I took the above picture at my current home group. There is a white board in the room, all the birthdays for the month get posted. I love the way my name and the number of years I have been sober is listed. I am just right there amoungst 'em. Not ahead, not behind, just right there with you all. All the sober members of Alcoholics Anonymous. My sponsor talks about how lonely it is the longer you stay sober. I have had a taste of that and it is very sad, in a bitter sweet kind of way.
I am certainly grateful to be sober and alive. But I do miss my old friends. I miss the folks who have died and who are now drinking. I miss the ones who really messed up and are now in prison. I miss the ones who just aren't around anymore.
So, I will drive the 15 or 20 miles up north to my old home group and be with a bunch of survivors. And I will be so incredibly grateful for them.
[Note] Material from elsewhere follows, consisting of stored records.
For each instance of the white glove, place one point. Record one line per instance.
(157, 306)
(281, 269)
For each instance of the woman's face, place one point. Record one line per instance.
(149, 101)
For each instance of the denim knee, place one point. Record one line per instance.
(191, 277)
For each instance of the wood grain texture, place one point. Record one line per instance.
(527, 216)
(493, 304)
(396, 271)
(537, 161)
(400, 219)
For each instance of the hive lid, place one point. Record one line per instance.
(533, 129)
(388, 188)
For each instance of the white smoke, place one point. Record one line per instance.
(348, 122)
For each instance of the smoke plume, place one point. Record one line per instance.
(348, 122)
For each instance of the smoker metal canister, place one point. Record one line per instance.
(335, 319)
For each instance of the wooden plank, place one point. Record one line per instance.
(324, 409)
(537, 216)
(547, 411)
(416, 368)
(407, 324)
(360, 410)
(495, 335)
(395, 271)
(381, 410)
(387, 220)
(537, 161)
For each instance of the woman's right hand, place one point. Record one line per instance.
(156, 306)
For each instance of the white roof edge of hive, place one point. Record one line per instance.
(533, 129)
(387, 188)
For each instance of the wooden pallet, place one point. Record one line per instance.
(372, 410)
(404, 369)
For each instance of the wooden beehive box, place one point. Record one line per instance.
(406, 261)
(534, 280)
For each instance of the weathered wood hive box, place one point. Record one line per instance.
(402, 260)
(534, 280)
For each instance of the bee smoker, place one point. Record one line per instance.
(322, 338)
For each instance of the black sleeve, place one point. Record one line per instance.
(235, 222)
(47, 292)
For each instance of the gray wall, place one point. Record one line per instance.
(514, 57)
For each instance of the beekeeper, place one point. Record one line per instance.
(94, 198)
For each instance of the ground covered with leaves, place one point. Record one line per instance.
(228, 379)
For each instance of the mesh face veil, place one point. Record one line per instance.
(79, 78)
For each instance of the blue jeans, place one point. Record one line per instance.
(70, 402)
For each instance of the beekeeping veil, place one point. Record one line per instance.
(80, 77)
If my old friend Ron is there, we will embrace as if we have never had a harsh word. And then someone will remind us of the time I called him horrible names, threw coffee at him, and stormed out of a meeting. Someone else will remind us of the time he tried to have me permanently banned from our group (that was LONG before I threw coffee at him). I have history with these people, some of it good, some of it not so good. But we love each other deeply, no matter how we used to feel about each other.
I am so grateful for all of the sober members of Alcoholics Anonymous. I am so grateful that I get to be "One Sober Alcoholic." Thank you for sharing this wonderful life with me.